Fourier inversion

It is shown above that the Fourier transform satisfies the identity

$$\varphi (0) = (2 \pi)^{-n} \int_{\mathbb{R}^n} \hat{\varphi} (\xi) d \xi \forall \varphi \in \mathcal{S} (\mathbb{R}^n) .$$ (119)

If $y \in \mathbb{R}^n$ and $\varphi \in \mathcal{S}(\mathbb{R}^n)$ set $\psi (x) = \varphi (x+y)$. The translation-invariance of Lebesgue measure shows that

$$\hat{\psi} (\xi) = \int e^{-ix \cdot \xi} \varphi (x+y) dx$$

$$= e^{iy \cdot \xi} \hat{\varphi} (\xi) .$$

Applied to $\psi$ the inversion formula (8.1) becomes

$$\varphi(y) = \psi (0) = (2 \pi)^{-n} \int \hat{\psi} (\xi) d \xi$$ (120)

$$= (2 \pi)^{-n} \int_{\mathbb{R}^n} e^{iy \cdot \xi} \hat{\varphi} (\xi) d \xi .$$

Proof.

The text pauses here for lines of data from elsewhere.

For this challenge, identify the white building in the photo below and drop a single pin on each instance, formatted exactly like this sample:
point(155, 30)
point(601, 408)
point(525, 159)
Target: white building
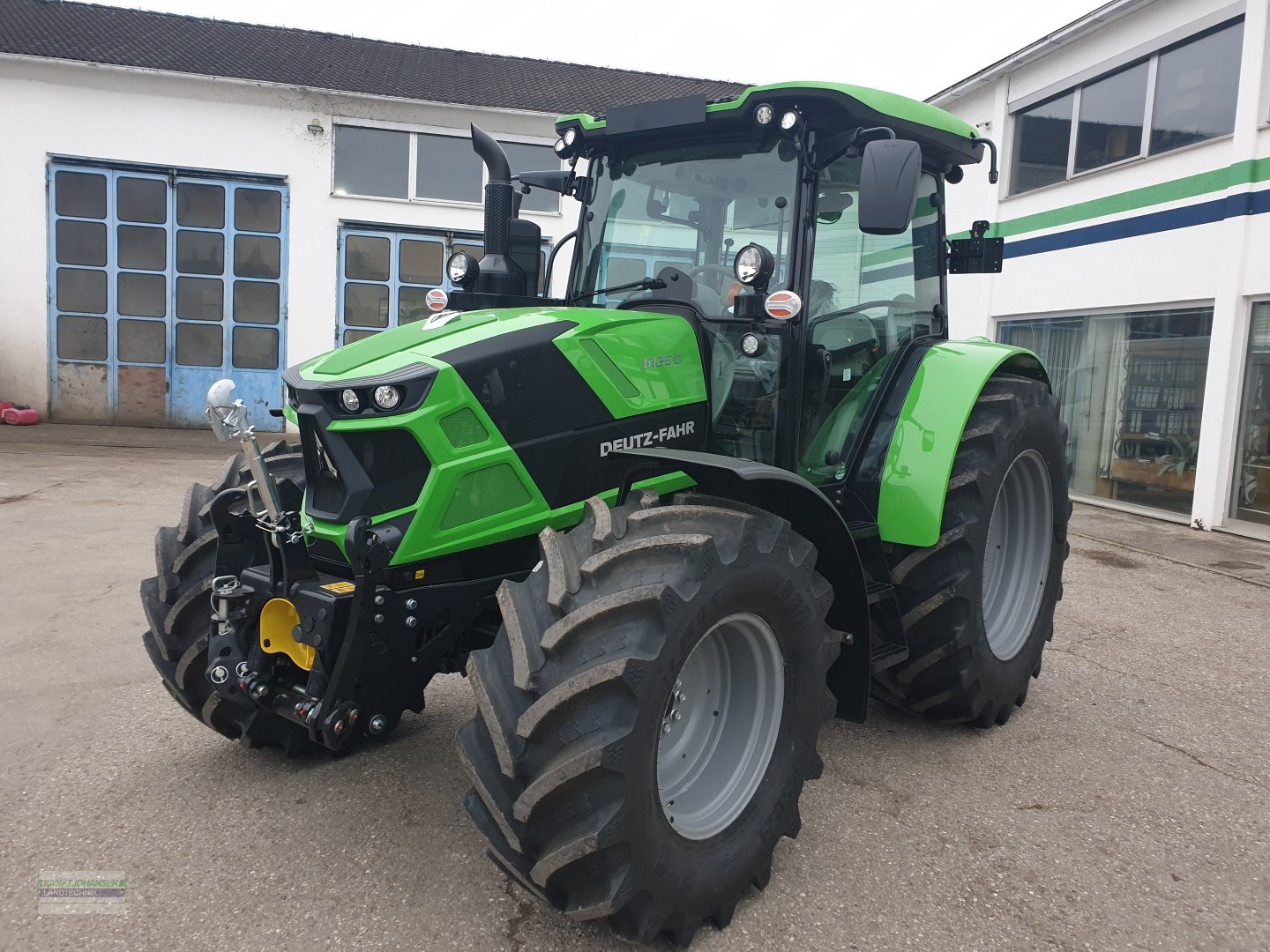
point(188, 199)
point(1134, 167)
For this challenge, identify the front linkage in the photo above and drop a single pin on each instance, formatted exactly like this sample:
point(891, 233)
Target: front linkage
point(311, 648)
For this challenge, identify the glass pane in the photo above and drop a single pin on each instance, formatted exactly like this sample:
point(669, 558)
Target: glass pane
point(1250, 496)
point(1197, 86)
point(143, 248)
point(81, 338)
point(143, 294)
point(1111, 115)
point(257, 348)
point(80, 291)
point(143, 342)
point(447, 167)
point(256, 301)
point(366, 305)
point(412, 305)
point(527, 158)
point(198, 344)
point(143, 199)
point(201, 206)
point(199, 299)
point(371, 161)
point(201, 251)
point(257, 210)
point(1042, 136)
point(366, 258)
point(80, 242)
point(257, 257)
point(80, 195)
point(421, 262)
point(1131, 390)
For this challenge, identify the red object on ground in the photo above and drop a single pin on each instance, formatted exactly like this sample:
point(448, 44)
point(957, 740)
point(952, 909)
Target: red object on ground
point(14, 417)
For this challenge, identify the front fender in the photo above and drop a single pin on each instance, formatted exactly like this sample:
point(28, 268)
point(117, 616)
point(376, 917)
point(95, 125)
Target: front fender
point(915, 478)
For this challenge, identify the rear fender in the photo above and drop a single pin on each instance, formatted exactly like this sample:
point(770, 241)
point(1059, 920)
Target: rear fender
point(915, 478)
point(811, 513)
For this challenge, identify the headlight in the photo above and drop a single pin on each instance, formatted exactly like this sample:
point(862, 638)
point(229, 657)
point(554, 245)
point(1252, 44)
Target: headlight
point(462, 270)
point(753, 265)
point(386, 398)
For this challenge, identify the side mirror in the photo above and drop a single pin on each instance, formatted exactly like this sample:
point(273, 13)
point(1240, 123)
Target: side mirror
point(889, 176)
point(554, 181)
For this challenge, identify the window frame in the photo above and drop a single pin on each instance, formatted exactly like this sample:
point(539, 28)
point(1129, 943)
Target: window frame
point(1076, 89)
point(415, 132)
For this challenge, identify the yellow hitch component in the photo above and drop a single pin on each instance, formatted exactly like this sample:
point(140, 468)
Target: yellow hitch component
point(279, 619)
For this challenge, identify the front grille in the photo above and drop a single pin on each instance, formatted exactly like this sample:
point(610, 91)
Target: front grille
point(366, 472)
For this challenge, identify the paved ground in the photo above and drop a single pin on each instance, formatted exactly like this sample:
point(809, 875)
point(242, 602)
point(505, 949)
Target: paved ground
point(1127, 807)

The identity (8.2) shows that $\mathcal{F}$ is $1-1$, i.e., injective, since we can remove $\varphi$ from $\hat{\varphi}$. Moreover,

$$\mathcal{G} \psi (y) = (2 \pi)^{-n} \mathcal{F} \psi (-y)$$ (121)

So $\mathcal{G}$ is also a continuous linear map, $\mathcal{G} : \mathcal{S} (\mathbb{R}^n) \to \mathcal{S} (\mathbb{R}^n)$. Indeed the argument above shows that $\mathcal{G} \circ \mathcal{F} =Id$ and the same argument, with some changes of sign, shows that $\mathcal{F} \cdot \mathcal{G} = Id$. Thus $F$ and $\mathcal{G}$ are isomorphisms.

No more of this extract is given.